Comment les étoiles et les planètes naissent-elles ? Comment le champ magnétique influe-t-il sur cette genèse ? La Terre, qui abrite une importante quantité d’eau liquide à sa surface, est-elle unique en son genre ? Ou alors notre Galaxie est peuplée d’autres planètes similaires ? Des questions universelles, dont se préoccupent tout particulièrement les chercheurs en exo-planétologie, auxquelles SPIRou se propose d’apporter des réponses originales au cours de la prochaine décennie.

Non seulement spectropolarimètre décomposant la lumière des astres dans ses couleurs et dans ses modes vibratoires élémentaires, SPIRou est aussi un vélocimètre de haute précision. Tel un radar routier qui flasherait l’étoile observée, non pas pour excès de vitesse, mais en raison de variations régulières et périodiques de sa vitesse, il sera capable d’enregistrer les infimes mouvements d’une étoile témoignant de la présence d’une planète en orbite. SPIRou pourra ainsi partir à la recherche de jumelles de la Terre dans les systèmes planétaires des étoiles naines rouges voisines du Soleil. Les atmosphères de ces planètes jumelles pourront ensuite être scrutées, avec le James Webb Space Telescope [5] le futur télescope spatial, à la recherche d’eau et d’autres bio-molécules associées à la présence de vie. SPIRou pourra aussi percer les mystères de la naissance des étoiles et des planètes, en observant pour la première fois les champs magnétiques de systèmes âgés d’à peine quelques centaines de milliers d’années.

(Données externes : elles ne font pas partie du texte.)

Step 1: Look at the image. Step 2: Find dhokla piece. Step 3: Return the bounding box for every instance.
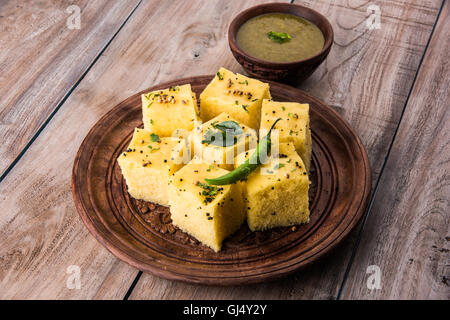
[191,112,258,170]
[142,84,199,137]
[169,159,245,252]
[117,128,186,206]
[236,142,309,231]
[261,100,312,171]
[200,68,270,130]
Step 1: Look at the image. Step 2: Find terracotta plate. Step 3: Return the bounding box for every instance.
[72,76,371,285]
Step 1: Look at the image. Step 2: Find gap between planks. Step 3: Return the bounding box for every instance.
[0,0,143,183]
[336,0,445,300]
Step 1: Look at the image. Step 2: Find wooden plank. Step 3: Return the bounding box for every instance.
[0,0,138,176]
[0,0,284,299]
[342,1,450,300]
[130,0,441,299]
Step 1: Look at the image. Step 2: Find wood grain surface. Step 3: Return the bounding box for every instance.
[342,1,450,300]
[0,0,284,299]
[0,0,138,176]
[130,0,441,299]
[0,0,448,299]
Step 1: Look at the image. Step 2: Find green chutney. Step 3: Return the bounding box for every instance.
[236,13,325,62]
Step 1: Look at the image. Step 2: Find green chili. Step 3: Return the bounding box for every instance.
[205,118,281,186]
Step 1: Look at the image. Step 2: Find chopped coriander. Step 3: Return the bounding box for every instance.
[273,163,285,170]
[150,133,161,142]
[267,31,292,43]
[148,145,160,153]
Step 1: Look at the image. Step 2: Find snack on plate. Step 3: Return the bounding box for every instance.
[200,68,270,130]
[169,159,245,252]
[142,84,199,137]
[236,143,310,231]
[190,112,258,170]
[117,128,186,206]
[261,100,312,171]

Sur le plan technologique, SPIRou est aussi un défi d’envergure. Il doit fonctionner dans l’infrarouge pour observer au mieux les astres froids que sont les naines rouges. Cela nécessite de plonger le cœur de l’instrument, le spectromètre, dans un cryostat refroidi à la température de l’azote liquide (-200°C) pour éviter que le rayonnement thermique ambiant, omniprésent dans l’infrarouge, n’éclipse la lumière stellaire très ténue que l’on souhaite décrypter. De plus, pour permettre de détecter les mouvements nanométriques des spectres qui trahiront la présence de Terres habitables, la stabilité thermique du cryostat doit être exceptionnelle au point de garantir une température constante avec une précision de quelques millièmes de degrés Celsius.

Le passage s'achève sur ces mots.